Good luck with the fleet.
Thanks! I'd heard the same with regards to all three, though there does seem to be a crowd of folk suggesting I start out on the dinghy. They might just want to see me get soaked a few dozen times, though
. I did pick up a junior sail for it, on the off chance I do decide to keep it rather than donate it... couldn't hurt to take it out a few times before making the decision, too. Ethics says I ought to test those repairs I made, myself. The O'Day gets a lot of rave reviews, as well, and there's a decent group of folk doing the rOnDAYvous out in CT every year.
As to the Tylercraft... I spent all winter researching twin keels and reading all I could. Opinions are all over the place... everything from "There ain't no good twin keel" (with apologies to Hal Bynum and Dave Kirby) to Hunter claiming their twin keel designs being almost
as efficient as their fin keels *shrug*. Only things folks seem to be able to agree upon: twin keels don't make any given design faster; a lot comes down to the sailor, not the boat. The secondary features to the twin keel sound nice, but whether they make up for any loss in performance... well, suppose I'll find out when I sail her. It's also been mentioned that I might do some good by fairing the keels to a proper NACA airfoil; might also be that would simply be putting lipstick on a pig.

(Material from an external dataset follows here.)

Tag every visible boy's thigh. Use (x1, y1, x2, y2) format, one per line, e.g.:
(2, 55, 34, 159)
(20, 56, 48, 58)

Best case scenario, I'm happy with it. Midline: I sell it off and recoup (some) of the refit costs. Worst: I market it as a playground for some redneck kids on forty acres (being unable to sell it otherwise) after stripping her, sell off the nice galvanized tandem axle trailer that came with it, and I eat the repair costs as an educational expense.
I've used regular Rustoleum on my skin on frame kayaks... haven't been exceedingly happy with it, but it's outperformed everything else I've tried. Can't see putting it on fiberglass, though, when Rustoleum makes their TopCoat product and it's not exceedingly expensive.
Gimme a few years, and I'll report back!